Can I get an auto loan with bad credit?

Yes, auto loans are available to borrowers with poor credit, though they come with higher interest rates and may require a larger down payment. Some lenders specialize in subprime and deep subprime auto financing. The CFPB recommends comparing multiple lenders and reading all loan terms carefully before accepting an offer.

Does taking out an auto loan help build credit?

Yes. Auto loans are reported to all three major credit bureaus — Equifax, Experian, and TransUnion — and consistent on-time payments can significantly improve your FICO Score over time. Payment history accounts for 35% of your FICO Score, making it the single most impactful factor in credit building.

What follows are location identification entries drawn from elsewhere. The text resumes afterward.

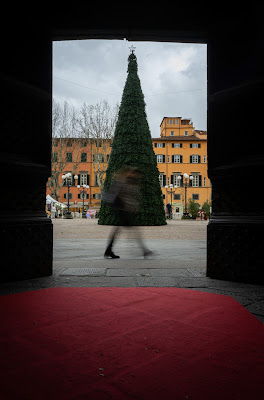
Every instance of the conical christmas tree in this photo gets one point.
(132, 146)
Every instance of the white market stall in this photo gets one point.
(54, 205)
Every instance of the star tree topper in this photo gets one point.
(132, 49)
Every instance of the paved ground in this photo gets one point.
(179, 261)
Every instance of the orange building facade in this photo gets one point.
(180, 150)
(86, 160)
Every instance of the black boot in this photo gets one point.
(110, 254)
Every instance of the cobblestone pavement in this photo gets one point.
(179, 261)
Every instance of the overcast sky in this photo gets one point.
(173, 76)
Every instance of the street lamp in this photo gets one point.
(65, 178)
(82, 190)
(185, 184)
(170, 190)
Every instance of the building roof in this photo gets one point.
(181, 118)
(179, 138)
(200, 132)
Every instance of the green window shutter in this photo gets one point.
(181, 180)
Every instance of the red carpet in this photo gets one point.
(132, 343)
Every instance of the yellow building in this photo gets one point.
(182, 150)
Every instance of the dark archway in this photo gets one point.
(235, 140)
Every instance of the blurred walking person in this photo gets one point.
(123, 195)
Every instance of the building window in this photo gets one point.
(177, 158)
(195, 181)
(195, 159)
(83, 196)
(54, 157)
(160, 158)
(69, 157)
(84, 157)
(84, 179)
(176, 181)
(176, 196)
(162, 180)
(68, 181)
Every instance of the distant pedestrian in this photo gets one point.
(123, 195)
(169, 208)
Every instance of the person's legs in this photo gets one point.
(108, 252)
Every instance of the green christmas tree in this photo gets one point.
(132, 146)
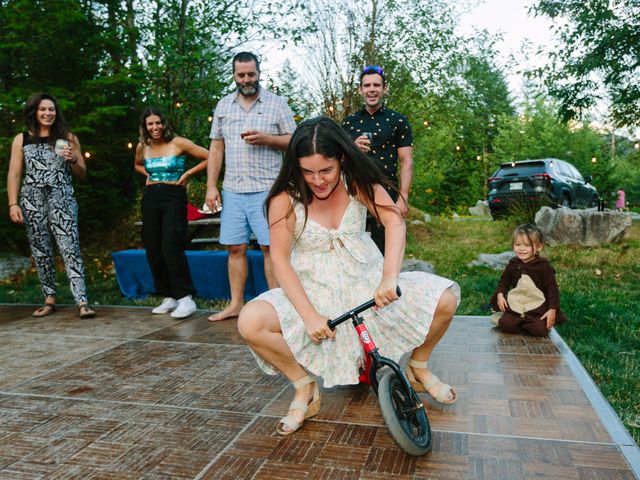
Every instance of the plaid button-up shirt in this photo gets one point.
(251, 168)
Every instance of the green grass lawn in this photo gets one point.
(599, 289)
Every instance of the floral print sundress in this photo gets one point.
(340, 269)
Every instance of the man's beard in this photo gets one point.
(248, 90)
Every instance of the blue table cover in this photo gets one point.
(208, 271)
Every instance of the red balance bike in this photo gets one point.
(401, 407)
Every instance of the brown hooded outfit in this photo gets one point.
(531, 290)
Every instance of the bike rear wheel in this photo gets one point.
(404, 414)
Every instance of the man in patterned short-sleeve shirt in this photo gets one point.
(251, 128)
(385, 135)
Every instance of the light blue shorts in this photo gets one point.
(243, 213)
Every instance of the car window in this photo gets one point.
(576, 173)
(563, 168)
(520, 169)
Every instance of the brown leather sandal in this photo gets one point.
(85, 311)
(43, 311)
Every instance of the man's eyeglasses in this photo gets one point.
(373, 69)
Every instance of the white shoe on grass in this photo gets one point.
(186, 306)
(166, 306)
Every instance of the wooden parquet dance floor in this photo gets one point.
(134, 395)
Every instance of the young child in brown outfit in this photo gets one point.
(527, 299)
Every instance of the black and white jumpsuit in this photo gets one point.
(50, 211)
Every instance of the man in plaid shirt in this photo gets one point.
(251, 128)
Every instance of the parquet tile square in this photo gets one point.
(134, 395)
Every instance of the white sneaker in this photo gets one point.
(186, 306)
(166, 306)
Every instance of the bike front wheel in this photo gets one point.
(405, 415)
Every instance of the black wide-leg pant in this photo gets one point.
(164, 232)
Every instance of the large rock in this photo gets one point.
(588, 228)
(481, 209)
(415, 265)
(496, 261)
(12, 264)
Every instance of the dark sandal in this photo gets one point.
(85, 311)
(43, 311)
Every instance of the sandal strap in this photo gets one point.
(417, 364)
(303, 407)
(306, 380)
(290, 422)
(441, 394)
(433, 380)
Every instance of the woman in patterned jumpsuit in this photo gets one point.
(46, 205)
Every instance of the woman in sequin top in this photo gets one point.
(161, 158)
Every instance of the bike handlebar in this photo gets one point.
(332, 324)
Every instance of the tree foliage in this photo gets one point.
(600, 51)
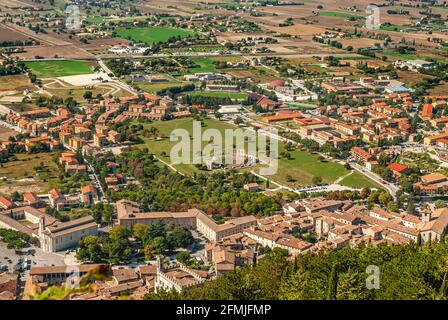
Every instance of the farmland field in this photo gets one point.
(153, 35)
(21, 174)
(49, 69)
(17, 82)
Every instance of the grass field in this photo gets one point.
(302, 166)
(205, 65)
(232, 95)
(155, 87)
(340, 15)
(166, 127)
(50, 69)
(21, 176)
(153, 34)
(76, 93)
(5, 133)
(18, 82)
(357, 180)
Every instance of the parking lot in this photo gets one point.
(22, 261)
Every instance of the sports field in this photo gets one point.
(52, 69)
(153, 34)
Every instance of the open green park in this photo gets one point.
(50, 69)
(302, 166)
(237, 96)
(204, 65)
(153, 34)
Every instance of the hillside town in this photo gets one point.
(89, 188)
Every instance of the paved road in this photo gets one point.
(388, 186)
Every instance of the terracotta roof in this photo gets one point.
(398, 167)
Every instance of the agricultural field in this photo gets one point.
(22, 174)
(153, 34)
(77, 93)
(52, 69)
(16, 83)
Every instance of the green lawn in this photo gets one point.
(165, 145)
(155, 87)
(302, 166)
(390, 28)
(340, 15)
(153, 34)
(358, 180)
(48, 69)
(232, 95)
(411, 56)
(205, 65)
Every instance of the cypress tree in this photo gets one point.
(332, 283)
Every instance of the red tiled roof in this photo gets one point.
(398, 167)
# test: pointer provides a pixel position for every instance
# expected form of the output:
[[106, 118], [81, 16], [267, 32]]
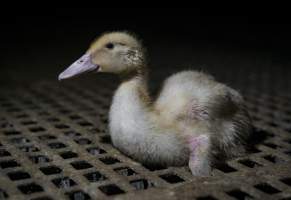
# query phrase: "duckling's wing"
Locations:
[[192, 94]]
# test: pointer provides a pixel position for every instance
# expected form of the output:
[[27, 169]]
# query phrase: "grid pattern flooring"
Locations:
[[54, 144]]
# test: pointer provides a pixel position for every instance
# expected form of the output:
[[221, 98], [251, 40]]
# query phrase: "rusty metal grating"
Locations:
[[54, 144]]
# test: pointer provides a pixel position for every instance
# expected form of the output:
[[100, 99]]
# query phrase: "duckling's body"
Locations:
[[194, 120]]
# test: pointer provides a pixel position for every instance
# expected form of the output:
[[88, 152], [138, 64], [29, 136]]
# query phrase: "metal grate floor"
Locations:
[[54, 144]]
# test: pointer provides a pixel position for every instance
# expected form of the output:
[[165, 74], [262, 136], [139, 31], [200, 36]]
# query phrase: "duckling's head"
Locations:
[[115, 52]]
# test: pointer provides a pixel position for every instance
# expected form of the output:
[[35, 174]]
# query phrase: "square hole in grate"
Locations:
[[206, 198], [4, 153], [62, 126], [20, 141], [9, 164], [74, 117], [125, 171], [141, 184], [42, 198], [238, 194], [29, 122], [47, 137], [64, 111], [266, 188], [78, 195], [30, 188], [287, 181], [12, 132], [271, 145], [39, 159], [50, 170], [81, 165], [6, 125], [109, 160], [172, 178], [155, 167], [3, 194], [271, 158], [72, 134], [95, 150], [18, 175], [37, 129], [53, 119], [249, 163], [105, 139], [29, 149], [84, 123], [224, 167], [83, 141], [111, 189], [95, 176], [56, 145], [64, 182], [20, 116], [68, 154]]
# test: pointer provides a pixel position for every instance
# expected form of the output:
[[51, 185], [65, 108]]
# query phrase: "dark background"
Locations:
[[37, 44]]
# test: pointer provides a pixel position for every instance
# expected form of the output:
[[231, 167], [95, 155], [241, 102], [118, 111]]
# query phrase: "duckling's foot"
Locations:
[[199, 162]]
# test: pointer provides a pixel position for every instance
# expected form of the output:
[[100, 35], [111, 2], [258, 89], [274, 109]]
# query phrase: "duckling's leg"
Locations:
[[199, 162]]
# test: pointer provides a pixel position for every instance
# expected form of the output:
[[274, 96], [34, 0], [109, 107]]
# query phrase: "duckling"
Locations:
[[194, 121]]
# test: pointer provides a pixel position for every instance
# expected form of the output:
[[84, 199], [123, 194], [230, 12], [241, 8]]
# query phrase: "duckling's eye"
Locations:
[[109, 46]]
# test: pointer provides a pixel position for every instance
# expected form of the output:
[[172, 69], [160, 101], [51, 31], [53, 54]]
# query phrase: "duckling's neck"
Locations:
[[134, 87], [130, 108]]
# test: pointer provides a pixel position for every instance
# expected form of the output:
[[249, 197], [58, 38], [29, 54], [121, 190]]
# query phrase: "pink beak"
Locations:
[[80, 66]]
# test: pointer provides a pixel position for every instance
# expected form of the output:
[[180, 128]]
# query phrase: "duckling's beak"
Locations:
[[80, 66]]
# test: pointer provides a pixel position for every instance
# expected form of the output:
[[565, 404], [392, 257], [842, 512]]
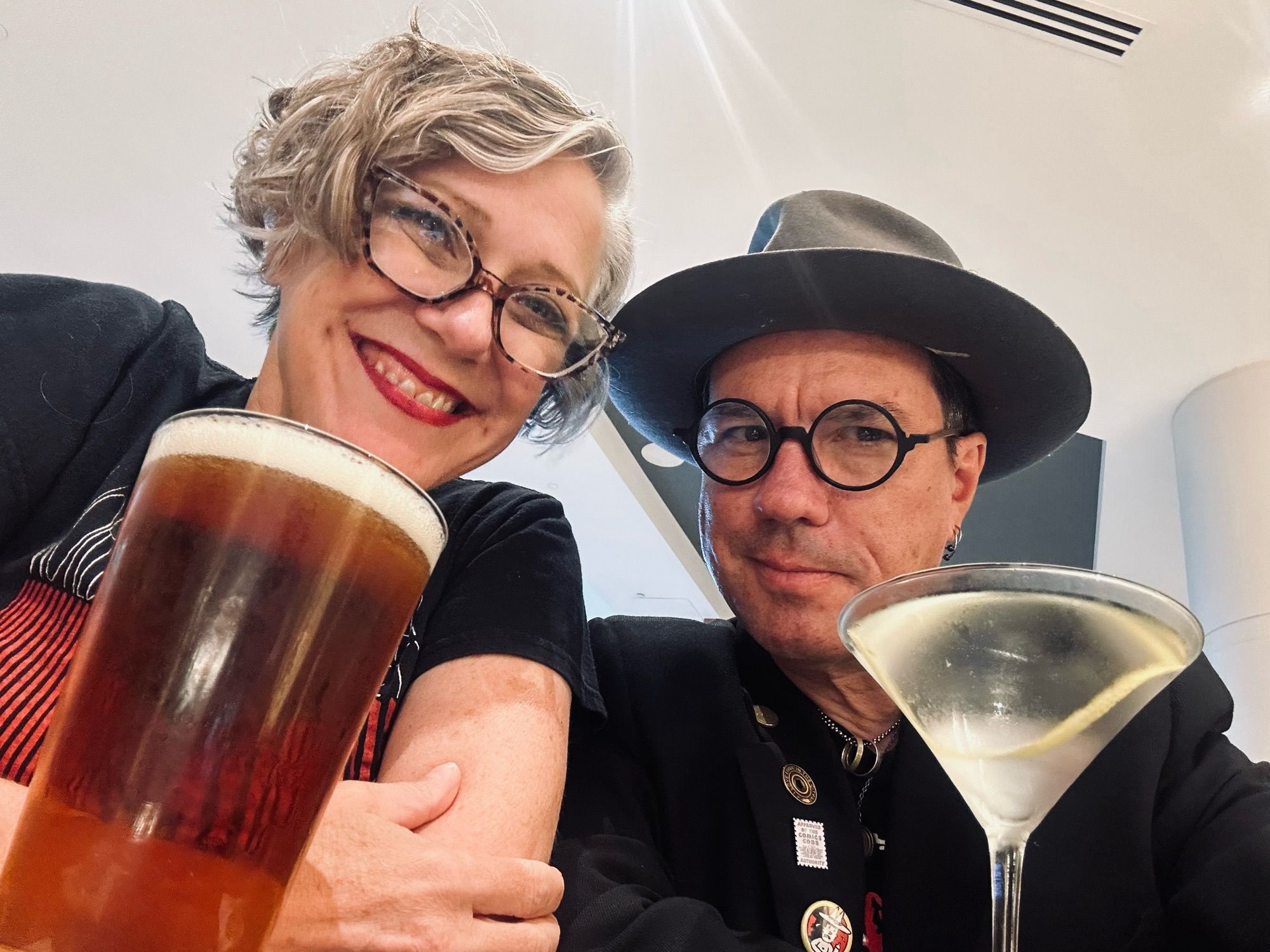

What is the difference between a fixed and floating auto loan interest rate?

A fixed interest rate stays the same for the entire loan term, making your monthly payment predictable. A floating (variable) rate can change based on market benchmarks, including movements tied to the Federal Reserve’s federal funds rate. Most U.S. consumer auto loans use fixed rates for this reason.

What documents do I need to apply for an auto loan?

Most lenders require a completed application, proof of income (such as recent pay stubs), proof of identity (passport or government-issued ID), and proof of address (utility bill or bank statement). Some lenders may also ask for employment verification or references, particularly for subprime borrowers.

What is DTI and why does it matter for auto loan approval?

DTI stands for debt-to-income ratio — the percentage of your gross monthly income that goes toward debt payments. Lenders use DTI to assess whether you can afford an additional monthly obligation. The CFPB generally considers a DTI below 43% to be the threshold for loan approval, though many lenders prefer ratios below 36% for the best terms.

Is it better to finance a car through a dealership or a bank?

Both options have merit, but getting pre-approved through a bank, credit union, or online lender like Capital One Auto Finance before visiting a dealership gives you a competitive benchmark rate and stronger negotiating power. Dealer financing is convenient but can sometimes include marked-up interest rates that benefit the dealership. The CFPB recommends comparing at least three loan offers before finalizing a decision.